Think Tank #11 (Image/Top Cow): Matt Hawkins and Rahsan Ekedal really amp up their bold approach to speculative fiction in this issue. While it’s all based on real-world tech R&D and authentic tradecraft, it leaps from those origins toward a startling showdown with China. Political pundits and intelligence analysts in-the-know are betting that the “next” next global hotspot will not be the Middle East, but probably some dispute (Taiwan, North Korea) involving China and the general South China Sea Region. Hawkins peppers the story with factoids and details that ring true (not just about the cool tech on display, but about how money talks, or our modern surveillance state, or how to navigate internationally) because, well, they are. The transparency of the research makes for a very satisfying read. The final shot is a nice callback to a historical event, like the BSG homage that preceded it. Now, I was perfectly happy with the black and white art, but I’ll admit it will be a fun treat to see Ekedal’s work in full color when Season 2 hits. As a side note, it’s interesting to see the creators openly address sales, jumping on points, and roadblocks around consumer perception. I wonder if some of these bold storytelling choices are also meant to address that.

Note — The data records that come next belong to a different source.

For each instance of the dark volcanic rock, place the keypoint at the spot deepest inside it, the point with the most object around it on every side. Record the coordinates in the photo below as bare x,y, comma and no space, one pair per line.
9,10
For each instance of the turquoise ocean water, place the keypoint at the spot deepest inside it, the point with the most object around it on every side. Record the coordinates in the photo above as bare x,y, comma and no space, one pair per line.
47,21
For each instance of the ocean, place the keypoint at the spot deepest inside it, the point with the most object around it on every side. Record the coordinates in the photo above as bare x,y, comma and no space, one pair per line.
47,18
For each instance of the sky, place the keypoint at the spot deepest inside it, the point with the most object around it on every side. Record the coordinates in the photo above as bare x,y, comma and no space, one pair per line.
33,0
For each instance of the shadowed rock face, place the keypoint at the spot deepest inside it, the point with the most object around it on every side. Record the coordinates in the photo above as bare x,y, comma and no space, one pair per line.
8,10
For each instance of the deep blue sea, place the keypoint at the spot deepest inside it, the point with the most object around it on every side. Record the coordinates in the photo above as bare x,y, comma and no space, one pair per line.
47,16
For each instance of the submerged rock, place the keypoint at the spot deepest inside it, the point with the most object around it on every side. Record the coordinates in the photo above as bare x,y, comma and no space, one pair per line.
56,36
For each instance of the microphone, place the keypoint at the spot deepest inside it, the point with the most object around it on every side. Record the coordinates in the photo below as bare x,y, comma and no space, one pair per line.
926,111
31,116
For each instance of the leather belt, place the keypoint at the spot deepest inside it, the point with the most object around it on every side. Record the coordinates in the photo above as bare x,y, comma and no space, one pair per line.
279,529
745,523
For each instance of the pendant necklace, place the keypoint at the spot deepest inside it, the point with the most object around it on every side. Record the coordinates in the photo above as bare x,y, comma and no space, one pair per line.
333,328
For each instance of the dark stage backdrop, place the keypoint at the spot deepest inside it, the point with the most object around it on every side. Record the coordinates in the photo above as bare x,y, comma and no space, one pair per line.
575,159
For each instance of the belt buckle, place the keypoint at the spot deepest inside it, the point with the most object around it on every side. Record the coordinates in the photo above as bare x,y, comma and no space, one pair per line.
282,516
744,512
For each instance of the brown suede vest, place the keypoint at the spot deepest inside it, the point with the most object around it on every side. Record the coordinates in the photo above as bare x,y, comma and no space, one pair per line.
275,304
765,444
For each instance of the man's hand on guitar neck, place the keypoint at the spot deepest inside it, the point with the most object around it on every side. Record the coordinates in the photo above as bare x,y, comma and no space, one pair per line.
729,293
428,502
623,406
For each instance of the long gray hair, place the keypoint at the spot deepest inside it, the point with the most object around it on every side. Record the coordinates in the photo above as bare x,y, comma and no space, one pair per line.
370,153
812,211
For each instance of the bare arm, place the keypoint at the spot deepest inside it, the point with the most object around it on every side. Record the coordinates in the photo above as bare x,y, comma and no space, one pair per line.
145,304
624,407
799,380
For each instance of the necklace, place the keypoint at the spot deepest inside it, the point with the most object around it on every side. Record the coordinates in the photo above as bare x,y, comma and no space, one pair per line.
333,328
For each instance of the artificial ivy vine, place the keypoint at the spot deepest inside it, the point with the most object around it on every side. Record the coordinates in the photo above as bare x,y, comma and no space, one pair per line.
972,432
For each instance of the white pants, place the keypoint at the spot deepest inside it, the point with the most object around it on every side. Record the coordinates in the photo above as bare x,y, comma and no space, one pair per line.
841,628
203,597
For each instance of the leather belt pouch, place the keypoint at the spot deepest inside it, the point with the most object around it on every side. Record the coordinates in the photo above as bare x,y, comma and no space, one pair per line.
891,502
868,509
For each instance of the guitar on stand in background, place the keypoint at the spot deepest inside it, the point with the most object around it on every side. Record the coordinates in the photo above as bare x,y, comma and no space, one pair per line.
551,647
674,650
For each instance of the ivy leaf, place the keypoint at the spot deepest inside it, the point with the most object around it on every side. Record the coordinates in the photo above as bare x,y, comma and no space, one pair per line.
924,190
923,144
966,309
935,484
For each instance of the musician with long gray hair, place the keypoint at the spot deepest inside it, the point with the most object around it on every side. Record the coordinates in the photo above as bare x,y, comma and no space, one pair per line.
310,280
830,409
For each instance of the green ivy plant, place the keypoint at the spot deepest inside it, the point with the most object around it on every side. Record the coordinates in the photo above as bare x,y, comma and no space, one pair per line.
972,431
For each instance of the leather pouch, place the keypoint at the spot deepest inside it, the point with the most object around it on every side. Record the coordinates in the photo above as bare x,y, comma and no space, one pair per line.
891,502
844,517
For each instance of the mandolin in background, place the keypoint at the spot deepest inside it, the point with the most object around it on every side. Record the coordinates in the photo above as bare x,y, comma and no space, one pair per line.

They’re stripping away the excuses, so if you’re not buying this now, you’d better start soon! Grade A.

Trillium #5 (DC/Vertigo): The individual pages in this book are absolutely beautiful. I think it’s the best pure art of Jeff Lemire’s career to date. There’s some sort of Kevin O’Neill LOEG-style stuff going on in the Brittania sequences as well, and the prose is lyrical and very effective emotionally. My only real problem with Trillium is a structural one, this shoehorned-in underpinning the series seems to want to build itself on. I’m just not very enamored of the layout choices. I don’t think they’re necessary. Not only do the individual issues not feel very connected, but all of the flip-formatting, and dual strips, and turning shit upside down and backwards doesn’t really add much beyond the gimmick that exists for the sake of itself. They’re mirror images! I get it! Watchmen did the symmetrical panel composition bit 20 years ago and I didn’t need an arrow telling me to turn the book upside down to figure it out. I feel like this will actually distract from the strengths of the writing and the very good story would just be better served with crisply edited traditional layouts. I can also foresee a problem with the eventual collected edition. Floppies are one thing, but who the heck wants to have to manhandle some hardcover back and forth, twisting and turning the thing a different way for each issue it contains, leafing forward, and leafing back, and whatever the hell else it will ask of us? I’m giving a full letter ding for this needless format experimentation, because form isn’t really following function. Grade B.